LAMEZIA TERME «Mi sono lasciato andare sul cuscino, mentre il prete ungeva la fronte. Ho provato a sbattere le palpebre, non distinguevo più bene le voci né i volti. La sola frase che ho colto con chiarezza era anche l’unica che m’interessasse, – non passerà la notte -. È difficile spiegare la gioia che ho provato. Non ci sarebbe stata più un’altra notte».
Poche righe che, però, sono sufficienti a delineare l’intensità narrativa di “Malapace”, edito da Miraggi, l’ultimo romanzo di Francesca Veltri, scrittrice e docente universitaria all’Unical. La storia inizia nell’ottobre del 1944, in un campo di prigionia alleato dove è detenuto Francoise, con un passato nelle file del Partito Socialista, poi a fianco dei pacifisti per finire al collaborazionismo con il regime filo-nazista di Vichy.
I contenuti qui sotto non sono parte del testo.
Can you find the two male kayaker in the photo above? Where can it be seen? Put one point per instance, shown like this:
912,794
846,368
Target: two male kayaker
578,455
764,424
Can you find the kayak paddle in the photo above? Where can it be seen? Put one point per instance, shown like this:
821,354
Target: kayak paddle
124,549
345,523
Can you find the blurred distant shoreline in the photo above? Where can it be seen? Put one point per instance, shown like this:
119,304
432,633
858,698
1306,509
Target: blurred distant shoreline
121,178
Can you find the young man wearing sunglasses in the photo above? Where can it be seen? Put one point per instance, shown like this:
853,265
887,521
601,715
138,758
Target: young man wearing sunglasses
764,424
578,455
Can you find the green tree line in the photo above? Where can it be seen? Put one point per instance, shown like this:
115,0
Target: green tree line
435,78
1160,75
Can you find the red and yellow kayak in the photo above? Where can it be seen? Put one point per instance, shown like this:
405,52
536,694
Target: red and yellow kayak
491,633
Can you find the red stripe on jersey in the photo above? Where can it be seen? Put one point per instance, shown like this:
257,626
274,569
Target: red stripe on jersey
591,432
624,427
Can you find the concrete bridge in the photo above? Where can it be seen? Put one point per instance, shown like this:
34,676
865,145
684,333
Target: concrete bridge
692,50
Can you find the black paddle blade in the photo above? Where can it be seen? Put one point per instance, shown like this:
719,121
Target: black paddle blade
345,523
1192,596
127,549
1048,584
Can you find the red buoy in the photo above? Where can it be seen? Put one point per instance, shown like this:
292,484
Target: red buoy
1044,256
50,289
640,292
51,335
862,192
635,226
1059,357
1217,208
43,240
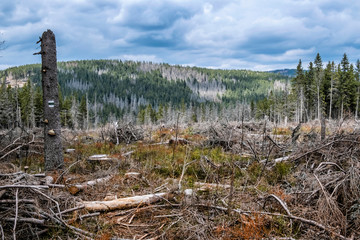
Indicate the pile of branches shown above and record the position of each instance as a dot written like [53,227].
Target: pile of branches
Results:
[29,207]
[328,182]
[127,133]
[19,142]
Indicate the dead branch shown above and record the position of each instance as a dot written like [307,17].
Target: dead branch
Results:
[122,203]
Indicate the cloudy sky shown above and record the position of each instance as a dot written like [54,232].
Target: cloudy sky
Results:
[237,34]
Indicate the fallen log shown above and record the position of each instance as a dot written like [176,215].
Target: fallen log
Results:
[75,188]
[123,203]
[210,186]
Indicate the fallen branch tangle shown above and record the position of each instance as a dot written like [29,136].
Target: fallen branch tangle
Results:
[26,193]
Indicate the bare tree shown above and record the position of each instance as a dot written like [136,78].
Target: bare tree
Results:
[52,129]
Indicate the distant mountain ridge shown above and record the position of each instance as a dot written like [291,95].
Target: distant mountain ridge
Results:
[119,87]
[285,72]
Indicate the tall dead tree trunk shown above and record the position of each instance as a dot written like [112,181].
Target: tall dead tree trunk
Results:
[52,128]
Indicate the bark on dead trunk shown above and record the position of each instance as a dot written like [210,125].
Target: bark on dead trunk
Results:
[52,127]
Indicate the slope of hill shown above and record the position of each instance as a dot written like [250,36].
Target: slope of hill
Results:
[118,87]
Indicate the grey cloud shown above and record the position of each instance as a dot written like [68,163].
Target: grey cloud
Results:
[257,34]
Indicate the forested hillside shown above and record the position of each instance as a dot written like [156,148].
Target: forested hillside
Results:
[96,91]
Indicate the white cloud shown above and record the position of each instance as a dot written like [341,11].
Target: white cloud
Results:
[254,34]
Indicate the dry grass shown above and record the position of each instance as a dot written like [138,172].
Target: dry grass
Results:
[319,182]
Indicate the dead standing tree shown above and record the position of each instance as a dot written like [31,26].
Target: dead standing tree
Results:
[52,128]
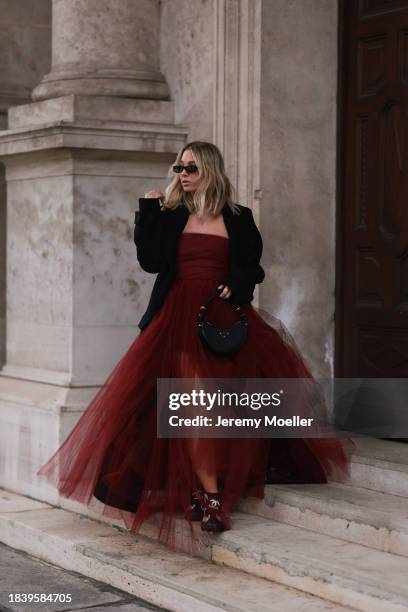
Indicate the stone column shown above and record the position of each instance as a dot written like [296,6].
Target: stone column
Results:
[100,47]
[98,135]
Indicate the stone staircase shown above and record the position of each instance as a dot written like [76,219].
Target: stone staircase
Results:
[334,546]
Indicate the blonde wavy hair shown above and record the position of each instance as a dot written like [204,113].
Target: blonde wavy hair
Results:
[215,188]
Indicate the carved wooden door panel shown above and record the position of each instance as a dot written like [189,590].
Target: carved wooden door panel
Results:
[372,272]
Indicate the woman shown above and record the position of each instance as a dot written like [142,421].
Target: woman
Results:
[198,241]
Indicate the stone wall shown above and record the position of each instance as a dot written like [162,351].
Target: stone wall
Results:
[298,170]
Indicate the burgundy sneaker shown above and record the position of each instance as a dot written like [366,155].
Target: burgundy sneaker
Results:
[195,511]
[213,513]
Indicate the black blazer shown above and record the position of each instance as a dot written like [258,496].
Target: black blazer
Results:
[156,235]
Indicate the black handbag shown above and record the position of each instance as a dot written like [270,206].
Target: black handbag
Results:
[222,340]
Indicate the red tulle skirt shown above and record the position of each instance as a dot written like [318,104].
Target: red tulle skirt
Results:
[113,460]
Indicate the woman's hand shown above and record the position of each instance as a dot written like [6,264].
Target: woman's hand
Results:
[225,293]
[155,194]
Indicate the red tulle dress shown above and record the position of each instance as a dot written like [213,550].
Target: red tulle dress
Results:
[113,460]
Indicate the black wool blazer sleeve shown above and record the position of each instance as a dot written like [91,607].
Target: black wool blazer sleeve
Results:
[149,234]
[243,277]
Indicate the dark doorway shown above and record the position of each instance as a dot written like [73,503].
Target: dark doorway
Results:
[372,223]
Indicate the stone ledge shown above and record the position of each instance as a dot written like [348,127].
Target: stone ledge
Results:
[353,514]
[141,567]
[107,135]
[74,108]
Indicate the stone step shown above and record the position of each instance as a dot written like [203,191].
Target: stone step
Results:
[141,567]
[351,513]
[380,465]
[343,572]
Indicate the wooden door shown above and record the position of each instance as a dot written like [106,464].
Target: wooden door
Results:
[372,223]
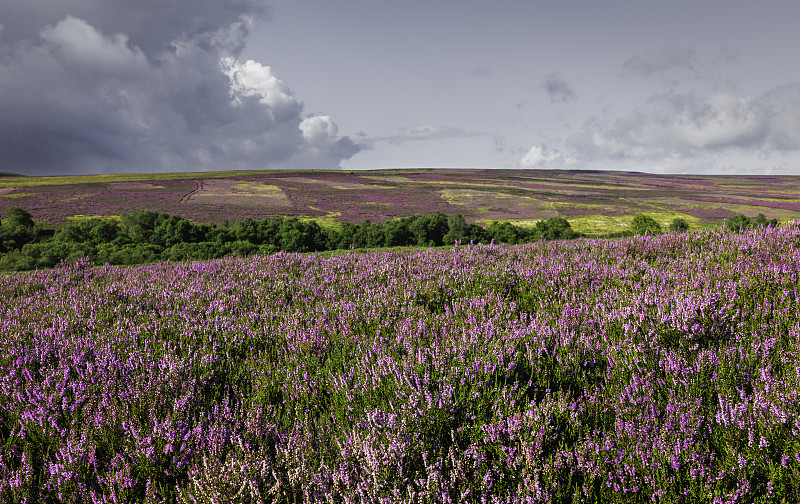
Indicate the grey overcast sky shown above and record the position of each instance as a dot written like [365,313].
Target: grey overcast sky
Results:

A Camp de Carrères arriva Antoine, suo amico di infanzia e fascista convinto, che non rinnega i suoi trascorsi di torturatore assassino.
Inizia un confronto-scontro tra i due che costringe Francoise a fare i conti con i suoi demoni ed a ripercorrere le tappe di una vita in cui riemergono le origini cattoliche e altoborghesi della famiglia, le scelte politiche e gli incontri con Martine e Jean-Pierre, figure tragiche e potenti della sua esistenza.
Iniziano quindi a delinearsi i temi fondamentali del racconto a partire da quello centrale della pace: «È una delle questioni che ha caratterizzato quegli anni e che ha visto su fronti contrapposti anche persone che provenivano dalla stessa estrazione politica». Il dibattito ha prodotto grandi lacerazioni tra «chi pensava che la pace dovesse essere ottenuta ad ogni costo, anche attraverso accordi con la Germania di Hitler, e quanti vedevano in lui il male assoluto. Uno scontro che travolgerà storie personali, vite e percorsi politici».
E non è il solo terreno di confronto. I protagonisti dei Malapace si troveranno anche ad affrontare il dramma del rapporto con l’idea comunista che, da un lato rappresenta una speranza di riscatto per milioni di persone rispetto alle gravi ingiustizie sociali dell’epoca, dall’altro finisce per produrre regimi dittatoriali in grado di mortificare quei principi di libertà che avrebbero dovuto incarnare. Tormenti interiori che pervadono Martine, Jean-Pierre e lo stesso Francoise alle prese con un vero e proprio supplizio interiore provocato dalle scelte che lo porteranno ad un destino politico mai pensato o immaginato.
Scelte dettate dal «tentativo di ottenere una disperata approvazione degli altri e dal bisogno di sentirsi amato», con il fallimentare risultato finale di una completa «solitudine, la maledizione peggiore per lui, ancora più della prigionia stessa».
Dopo “Edipo a Berlino”, Francesca Veltri si supera con un libro capace di una straordinaria narrazione lirica attraverso la quale pone temi ancora irrisolti e quanto mai attuali. La tragedia che accompagna la vita di molti protagonisti ci obbliga a fare i conti con noi stessi e con un passato che non può e non deve essere dimenticato.